The County Treasurer recovered himself with amazing alacrity. Ten thousand dollars in a lump never had haunted his wildest dreams.

“All right, sir. It’s a bargain. But I want bills. No checks for me.”

“I congratulate you on your foresight! But there have been times in this state when checque books were not opened for months. You shall have it in bills. Where are the records?”

“In the vault there.”

“I’ll sit here. If you attempt to leave the room to go to a telephone I’ll drag you out on the Court House steps and tell the story to the town. Now get to work.”

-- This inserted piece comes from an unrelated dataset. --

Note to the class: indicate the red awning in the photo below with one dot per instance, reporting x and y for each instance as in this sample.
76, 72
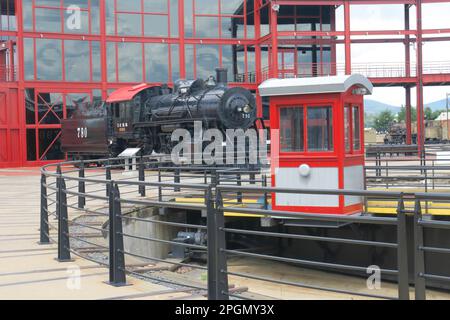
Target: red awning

“I’ll keep my word, sir, and I know you’ll keep yours.” He went into the vault and appeared later trundling out a pile of records, then sat down at a table and concentrated his mind as earnestly as if corruption had never blighted it. Gregory watched him until Mark entered. Then the two men went out into the corridor, standing where they could see the table. Gregory recounted his interview with Mr. John Robinson, and the present sequel.

Mark listened with his mouth open, an expression of profound chagrin loosening the muscles of his cheerful healthy shrewd face.

“By George!” he cried. “And to think that was the one thing I never thought of. Of course I knew about the delinquent taxes, and intended to pay them when I was good and ready; but what’s the use of forking over till you have to? But not to have thought of this! And I pride myself upon sleeping with one eye open—never was caught napping yet!” And for five minutes he exploited his vocabulary of profanity, heaping each epithet upon his own humiliated head.

Gregory laughed. “Merely another proof that two heads are better than one. Do you stand for the ten thousand? If not I’ll pay half.”

“I’d pay fifty——”

“I’ll pay half,” said Gregory definitely. “It means as much to me as to you.”

“All right. Jimminy, but they’re clever!” He wascalmer and his astute legal brain was moved to admiration. “But you are cleverer. I’ve always sworn by you. They’ll get a jolt all right. How did you catch on, anyhow?”

“I fancy I got a wireless. The other man was thinking hard and so was I—had practically nothing else in our minds. Those things will be better explained some day. Perhaps it was merely a good guess.”

“You hit the nail on the head all right. I’ll have a letter to write to Ora next Sunday! She’s had a narrow squeak, and she shall know whom to thank for it.”

“Oh, cut that out.”

Gregory went to the bank and drew the ten thousand dollars, while Mark kept watch. When the bill was finally made out, Mark examined it critically, and then gave his personal checque. Three months later the County Treasurer resigned his office on the ground of ill health and bought an orange grove in Southern California. There he and his growing family enjoy a respected, prosperous, bucolic life.